Favors People Who Are Out of Shape
Dr. Håkan Westerblad, a muscle and exercise physiologist at the Karolinska Institute in Stockholm, go so far as to say that HIIT actually is more beneficial who are in poor shape than for athletes. Westerblad and his colleagues designed a study to find out why.
The Swedish researchers examined 18 recreationally active but not "athletic" men and male endurance athletes who did six rounds of 30-second bursts of high-intensity cycling followed by four minutes of rest. After the workout, the scientists took biopsies of the working muscles in the participants’ legs.
When a muscle cell receives a nerve signal to contract, tiny pumps called ryanodine receptors open. They release calcium into the fluid inside the cell, causing it to contract. When this happens across all the cells of a muscle, the whole muscle contracts.
After a HIIT workout, the ryanodine receptors in the muscles of men who weren't in top shape tended to leak. They generated a steady drip of calcium into the fluid of the cell. This made the cell continue to contract long after the exercise session was over. It caused the muscle cell to remodel itself for greater endurance, but it also caused the muscle cell to continue to require glucose, keeping blood glucose levels lower. For diabetics, the message is (and diabetics can test their blood sugar levels after HIIT workouts and verify) that working out for just a few minutes to the edge of endurance keeps blood sugar levels under control far longer than easier, milder, non-painful exercise.
Endurance athletes, on the other hand, didn't have a breakdown in ryanodine receptors after heavy workouts. Their ryanodine receptors were not changed by the HIIT session, and they did not get incremental benefits from the workout. It's as if they were too fit for HIIT.
If You Would Benefit from HIIT, How Do You Motivate Yourself to Do It?
People who exercise all the time, it turns out, don't really need high-intensity interval training. It's people who don't do a lot of exercise who really need to workout hard. But the fact is, if you don't already work out hard, chances are you don't want to.

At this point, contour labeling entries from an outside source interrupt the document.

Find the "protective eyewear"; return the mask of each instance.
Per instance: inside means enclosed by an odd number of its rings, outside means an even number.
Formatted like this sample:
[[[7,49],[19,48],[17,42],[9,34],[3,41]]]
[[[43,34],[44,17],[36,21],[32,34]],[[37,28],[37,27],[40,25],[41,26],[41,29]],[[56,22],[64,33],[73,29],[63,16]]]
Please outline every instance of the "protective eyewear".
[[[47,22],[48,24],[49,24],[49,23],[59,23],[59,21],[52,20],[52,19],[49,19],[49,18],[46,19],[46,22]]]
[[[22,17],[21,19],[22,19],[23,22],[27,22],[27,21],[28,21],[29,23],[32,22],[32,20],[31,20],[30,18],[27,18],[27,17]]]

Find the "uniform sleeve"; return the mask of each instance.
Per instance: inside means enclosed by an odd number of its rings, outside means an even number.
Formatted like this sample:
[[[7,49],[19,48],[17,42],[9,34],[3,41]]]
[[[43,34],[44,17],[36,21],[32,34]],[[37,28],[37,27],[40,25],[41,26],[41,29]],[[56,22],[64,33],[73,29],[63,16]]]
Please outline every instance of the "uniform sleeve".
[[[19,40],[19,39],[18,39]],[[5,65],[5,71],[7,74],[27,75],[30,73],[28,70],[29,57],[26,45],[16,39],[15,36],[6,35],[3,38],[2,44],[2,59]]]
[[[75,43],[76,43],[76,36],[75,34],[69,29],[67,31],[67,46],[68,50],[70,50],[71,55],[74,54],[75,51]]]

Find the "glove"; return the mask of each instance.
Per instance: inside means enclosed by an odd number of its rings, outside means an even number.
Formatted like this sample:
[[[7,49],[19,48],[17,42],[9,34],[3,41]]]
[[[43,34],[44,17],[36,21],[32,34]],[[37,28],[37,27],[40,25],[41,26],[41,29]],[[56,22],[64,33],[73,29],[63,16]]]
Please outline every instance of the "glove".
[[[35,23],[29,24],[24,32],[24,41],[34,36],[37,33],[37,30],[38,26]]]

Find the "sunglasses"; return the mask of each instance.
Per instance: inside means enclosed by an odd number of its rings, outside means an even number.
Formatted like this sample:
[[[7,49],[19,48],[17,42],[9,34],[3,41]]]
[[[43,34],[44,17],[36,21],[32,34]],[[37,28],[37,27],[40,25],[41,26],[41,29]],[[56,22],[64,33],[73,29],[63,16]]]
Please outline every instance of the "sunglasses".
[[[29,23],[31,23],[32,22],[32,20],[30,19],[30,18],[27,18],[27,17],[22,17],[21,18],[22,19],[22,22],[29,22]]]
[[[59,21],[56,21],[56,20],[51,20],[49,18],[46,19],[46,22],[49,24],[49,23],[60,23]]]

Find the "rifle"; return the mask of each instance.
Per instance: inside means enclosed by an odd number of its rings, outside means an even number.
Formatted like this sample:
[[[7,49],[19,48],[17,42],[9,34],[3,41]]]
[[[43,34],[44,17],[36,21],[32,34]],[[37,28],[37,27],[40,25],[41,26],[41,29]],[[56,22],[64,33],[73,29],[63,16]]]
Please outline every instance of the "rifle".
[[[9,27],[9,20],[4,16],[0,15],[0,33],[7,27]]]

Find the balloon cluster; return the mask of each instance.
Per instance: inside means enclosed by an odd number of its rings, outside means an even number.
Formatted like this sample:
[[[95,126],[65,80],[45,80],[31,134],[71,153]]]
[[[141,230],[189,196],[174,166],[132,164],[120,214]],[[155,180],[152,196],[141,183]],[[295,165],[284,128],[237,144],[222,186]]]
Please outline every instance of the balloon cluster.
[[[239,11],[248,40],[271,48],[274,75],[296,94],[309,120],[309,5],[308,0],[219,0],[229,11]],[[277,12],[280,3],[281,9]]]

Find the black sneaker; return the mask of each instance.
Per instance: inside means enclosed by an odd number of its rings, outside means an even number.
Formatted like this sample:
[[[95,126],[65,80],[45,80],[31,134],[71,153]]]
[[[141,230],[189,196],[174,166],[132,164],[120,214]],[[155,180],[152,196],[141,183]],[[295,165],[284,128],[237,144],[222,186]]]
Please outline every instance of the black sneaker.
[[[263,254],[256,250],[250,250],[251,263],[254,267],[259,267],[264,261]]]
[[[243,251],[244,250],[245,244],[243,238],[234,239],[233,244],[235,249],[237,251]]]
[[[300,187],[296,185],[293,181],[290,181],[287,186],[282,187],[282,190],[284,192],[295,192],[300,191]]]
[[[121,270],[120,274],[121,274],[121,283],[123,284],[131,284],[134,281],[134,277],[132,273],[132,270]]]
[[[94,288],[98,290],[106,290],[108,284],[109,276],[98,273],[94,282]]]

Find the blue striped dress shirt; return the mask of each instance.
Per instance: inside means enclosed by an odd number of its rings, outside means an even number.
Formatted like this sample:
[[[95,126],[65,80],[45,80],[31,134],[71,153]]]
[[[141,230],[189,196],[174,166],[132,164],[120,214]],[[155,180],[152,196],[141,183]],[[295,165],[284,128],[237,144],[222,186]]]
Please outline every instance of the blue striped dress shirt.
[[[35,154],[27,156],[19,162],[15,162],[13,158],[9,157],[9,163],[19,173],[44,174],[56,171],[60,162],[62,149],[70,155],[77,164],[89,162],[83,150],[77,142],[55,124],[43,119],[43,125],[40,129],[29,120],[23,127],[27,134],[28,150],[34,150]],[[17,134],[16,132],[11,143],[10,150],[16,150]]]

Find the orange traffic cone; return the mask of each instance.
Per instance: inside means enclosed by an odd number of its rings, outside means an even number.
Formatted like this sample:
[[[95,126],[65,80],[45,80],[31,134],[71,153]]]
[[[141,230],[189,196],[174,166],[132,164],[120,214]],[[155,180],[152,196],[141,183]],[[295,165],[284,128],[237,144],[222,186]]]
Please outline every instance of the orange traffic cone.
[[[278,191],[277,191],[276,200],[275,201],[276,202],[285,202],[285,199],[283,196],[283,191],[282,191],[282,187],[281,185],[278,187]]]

Maybe you would prefer not to work out at all. What can you do to motivate yourself to do the exercise you need to do?
One of the principles of HIIT is that it doesn't really make a lot of difference which exercise you do as long as you perform it at maximal effort. Hate treadmills? Do a stationary bike. Ellipticals not for you? Try using weight machines set for the maximum you can push or pull for 10 seconds. You won't burn enough calories to lose weight. In fact, you might gain weight as you gain muscle. But your metabolic fitness will improve.
Work out until it hurts--and then rest. You can see changes in your muscle strength, your endurance, and, if you are diabetic, in your blood sugar numbers in as little as six sessions. That's just two weeks. That's just 3 hours of exercise. It's a real price to pay, but it's a small price to pay for greatly improved metabolic health.
Biddle SJ, Batterham AM. High-intensity interval exercise training for public health: a big HIT or shall we HIT it on the head? Int J Behav Nutr Phys Act. 2015 Jul 18;12(1):95. doi: 10.1186/s12966-015-0254-9. Free full text.
Milanović Z, Sporiš G, Weston M. Effectiveness of High-Intensity Interval Training (HIT) and Continuous Endurance Training for VO2max Improvements: A Systematic Review and Meta-Analysis of Controlled Trials. Sports Med. 2015 Oct;45(10):1469-81. doi: 10.1007/s40279-015-0365-0. Abstract.